Mi chiamo Marco e sono docente per il corso osservatori di Sport Business Academy (SBA) dal 2023. Nel calcio praticamente da sempre, ho giocato fino al semiprofessionismo e, appese le scarpe al chiodo, mi sono dedicato allo scouting e alla così detta didattica “complementare”. Che tradotto significa: “Si vede solo ciò che si conosce”, perché solo attraverso la conoscenza (della mente) è possibile comprendere il vero significato di ciò che si vede (con gli occhi).
Si può essere appassionati d’arte ma solo un critico professionista può cogliere i particolari di un quadro con la sua storia, attribuendo un valore all’opera stessa.

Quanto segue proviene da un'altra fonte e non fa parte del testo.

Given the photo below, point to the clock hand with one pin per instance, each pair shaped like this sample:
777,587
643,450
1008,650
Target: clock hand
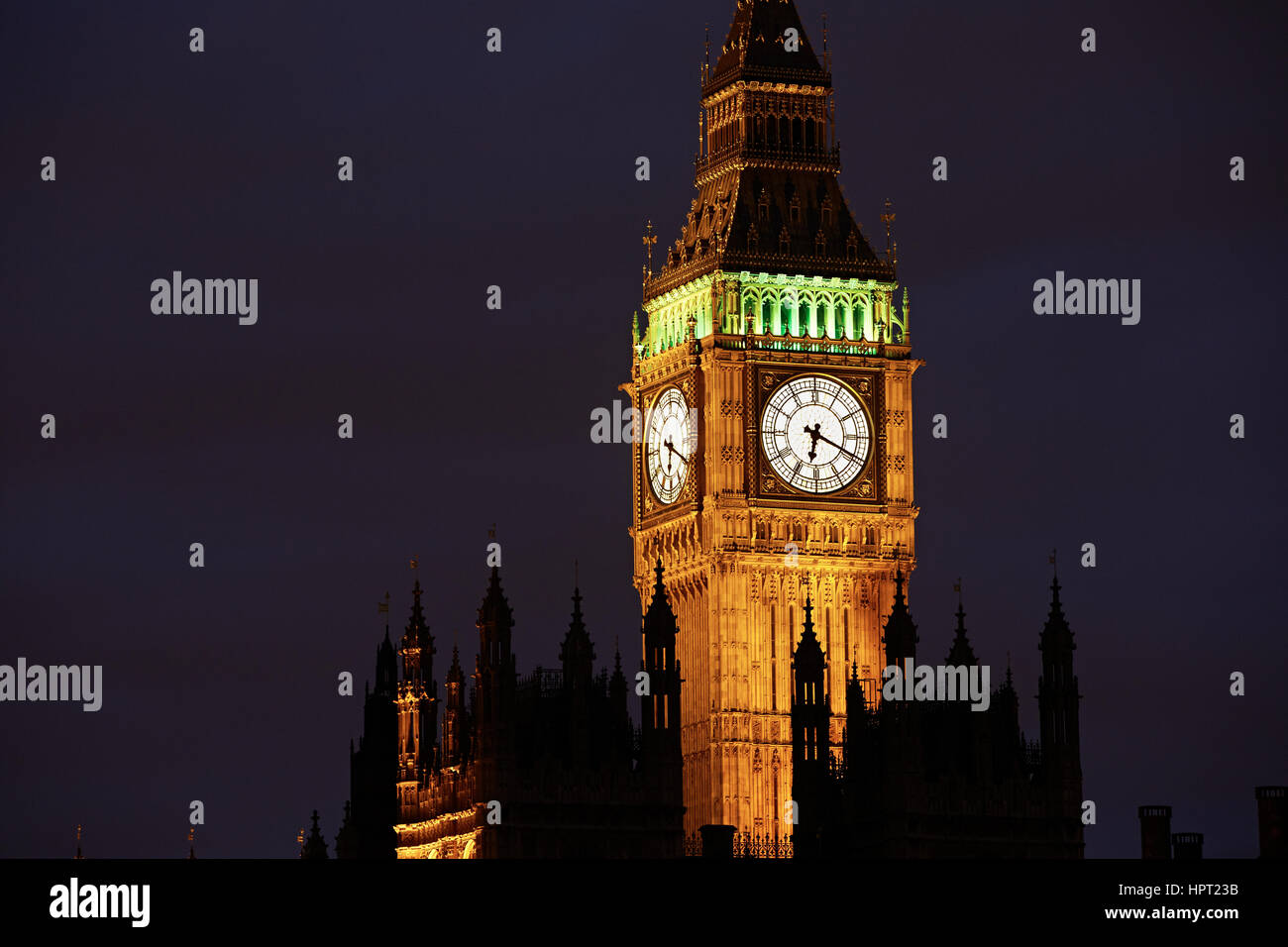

Nel caso dell’appassionato, invece, tutto si limiterebbe al gusto personale. Nell’ambito sportivo quest’ultimo è fondamentale, stimola il confronto, ma è necessaria metodologia che passa anche attraverso la formazione. Da tutto questo si deduce l’importanza della didattica anche per chi si occupa di scouting; nell’ultimo decennio ho scritto diversi libri sull’argomento, alcuni dei quali diventati dei veri e propri punti di riferimento nel settore che SBA utilizza come materiale integrativo per gli studenti.

Il lavoro sul campo e la didattica, seppur con ruoli diversi, giocano la stessa partita; concetto che si sposa perfettamente con la filosofia di SBA. I moduli di lezione proposti, infatti, prevedono sia ore teoriche sia pratiche. E dico ai futuri studenti che, come me, non sono stati calciatori professionisti: applicatevi e formatevi il più possibile: solo così diventerete credibili. Non avendo minutaggio di alto livello è necessario fare gavetta colmando quel “buco esperienziale”, proponendo soluzioni innovative e di qualità. Didattica e formazione, ancor più per ‘noi’, sono necessarie. Su questo tema, fino a qualche anno fa, aleggiavano indifferenza e persino un certo discredito. È sempre prevalso il pensiero che vedeva come protagonista della professione la risultante di passione e pratica. Ma in un calcio in continua evoluzione, oltre al talento del singolo scout e al suo faticoso “andar per partite”, è richiesta anche una competenza più specifica.
Ecco perché nell’ultimo decennio c’è stato un cambio di mentalità. Attraverso libri, pubblicazioni e corsi di alta formazione come quelli proposti da SBA si è fatta sempre più cultura del calcio e per il calcio. Da qui il crescente coinvolgimento mio e di alcuni altri colleghi in iniziative di formazione attiva, che hanno favorito la sviluppo di tutto quel movimento che concretamente dal 2021 trova in AIOC, l’Associazione Italiana Osservatori Calcistici, il suo punto di riferimento. Ecco, ripartiamo da qui allora. Da questa apertura mentale che ha scardinato il vecchio pensiero comune, secondo il quale sarebbero esistiti fantomatici “segreti dell’osservatore” necessari a cogliere l’atleta di talento. Quando invece non esiste alcun segreto, come mi piace ricordare: “un segreto nasce dal momento in cui chi conosce non dice”.
Sicuramente è necessaria riservatezza professionale, ma questa è un’altra storia.
Per crescere servono divulgazione, condivisione e confronto. Ed è proprio questo l’obiettivo di SBA: cogliere la sfida di una “industry” che si sta trasformando e formare di conseguenza gli scout di domani. Ci vediamo sui campi ma, mi raccomando… anche in aula!